For all of their differences, the QDs made by both companies have two things in common: They are roughly spherical, and they are made with a colloidal batch process.
And that’s where Quantum Materials Corp. (QMC) enters the story. With technology based on Rice University patents, QMC is producing QDs that have a tetrapod-like, rather than spherical, geometry. In a conference call yesterday, R&D VP David Doderer told me that tetrapods have a variety of advantages in different applications. For displays, there is a degree of self-assembly when the tetrapods are deposited on a substrate, which produces a layer in which the QDs are separated from each other by their appendages, which avoids the use of excessive material and also avoids quenching of the re-emission, resulting in better efficiency. Also, the emission spectrum has a width that, at 20nm full width at half maximum (FWHM), is roughly half that of spherical QDs, Doderer said.
Although, in other applications, the core and the appendages can be separately engineered to produce different wavelengths of light, a single narrow wavelength is selected for displays.
QMC’s competitors produce their QDs in a colloidal batch process, which means that the chemical precursors are mixed together and heated in a container until the temperature is reached at which the precursors are converted into the QDs.
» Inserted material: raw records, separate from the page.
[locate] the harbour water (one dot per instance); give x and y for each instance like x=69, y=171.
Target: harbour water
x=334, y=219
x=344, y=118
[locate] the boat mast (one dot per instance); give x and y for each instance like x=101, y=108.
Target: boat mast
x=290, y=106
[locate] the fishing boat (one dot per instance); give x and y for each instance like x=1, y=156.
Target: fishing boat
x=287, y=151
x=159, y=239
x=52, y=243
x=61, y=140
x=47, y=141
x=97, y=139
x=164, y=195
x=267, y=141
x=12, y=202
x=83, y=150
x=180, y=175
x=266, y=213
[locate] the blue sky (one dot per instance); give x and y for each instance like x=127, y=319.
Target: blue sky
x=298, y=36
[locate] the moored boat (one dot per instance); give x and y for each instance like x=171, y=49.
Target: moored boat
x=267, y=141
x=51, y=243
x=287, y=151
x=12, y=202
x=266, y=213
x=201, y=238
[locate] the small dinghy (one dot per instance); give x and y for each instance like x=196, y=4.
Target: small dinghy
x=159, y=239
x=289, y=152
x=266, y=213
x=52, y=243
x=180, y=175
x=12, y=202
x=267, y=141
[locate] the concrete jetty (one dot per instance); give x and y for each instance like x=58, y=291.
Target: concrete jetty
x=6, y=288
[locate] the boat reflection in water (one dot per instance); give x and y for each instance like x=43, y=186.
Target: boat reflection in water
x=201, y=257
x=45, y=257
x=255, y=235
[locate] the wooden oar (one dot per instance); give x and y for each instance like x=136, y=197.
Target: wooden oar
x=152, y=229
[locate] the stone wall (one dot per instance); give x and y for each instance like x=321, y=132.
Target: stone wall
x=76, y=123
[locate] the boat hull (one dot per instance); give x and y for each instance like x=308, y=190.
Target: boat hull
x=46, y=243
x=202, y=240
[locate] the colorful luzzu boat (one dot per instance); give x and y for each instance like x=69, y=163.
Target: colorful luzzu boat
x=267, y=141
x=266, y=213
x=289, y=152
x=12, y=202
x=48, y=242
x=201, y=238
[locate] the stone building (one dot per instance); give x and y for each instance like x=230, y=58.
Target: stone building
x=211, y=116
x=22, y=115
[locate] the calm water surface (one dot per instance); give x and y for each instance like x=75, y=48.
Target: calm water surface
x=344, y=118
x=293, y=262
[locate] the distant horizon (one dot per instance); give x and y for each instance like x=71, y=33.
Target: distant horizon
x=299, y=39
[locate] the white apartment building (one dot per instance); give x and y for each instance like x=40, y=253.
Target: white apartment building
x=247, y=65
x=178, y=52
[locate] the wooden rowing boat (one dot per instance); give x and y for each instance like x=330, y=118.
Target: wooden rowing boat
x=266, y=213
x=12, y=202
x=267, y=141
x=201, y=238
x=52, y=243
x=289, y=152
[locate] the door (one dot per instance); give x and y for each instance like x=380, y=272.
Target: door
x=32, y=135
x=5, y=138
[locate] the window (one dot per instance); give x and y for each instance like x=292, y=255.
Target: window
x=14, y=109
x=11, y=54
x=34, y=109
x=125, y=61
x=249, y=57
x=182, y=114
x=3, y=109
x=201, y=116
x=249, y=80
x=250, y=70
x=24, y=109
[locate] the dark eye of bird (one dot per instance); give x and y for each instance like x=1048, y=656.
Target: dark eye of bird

The approach is effective but slow, said Doderer, and would probably not supply enough material to support large-scale TV manufacturing. (In fairness, we should mention at this point that Nanosys announced in early October that they had cumulatively produced 2000 kg of QDs,. which is a goodly amount.)
QMC has patented a continuous manufacturing approach using a microfluidic reactor. One small reactor can produce 100 kg of tetrapod QDs per day, or 30,000 kg per year. If you want more, add reactors. And the tetrapodal QDs made by the Rice University method is extremely uniform, with 90% of the QDs having a full tetrapodal shape, and more than 90% emission uniformity.
QMC got a later start than its competitors. QD Vision is already in a shipping product, and 3M’s QDEF is being manufactured in quantity. I will guess that 3M will announce at least one design win at CES. QMC is still in the development phase but, says Doderer, “We believe our current trajectory will enable a recognized commercial electronics product launch in 2014 using Quantum Material tetrapod quantum dots.”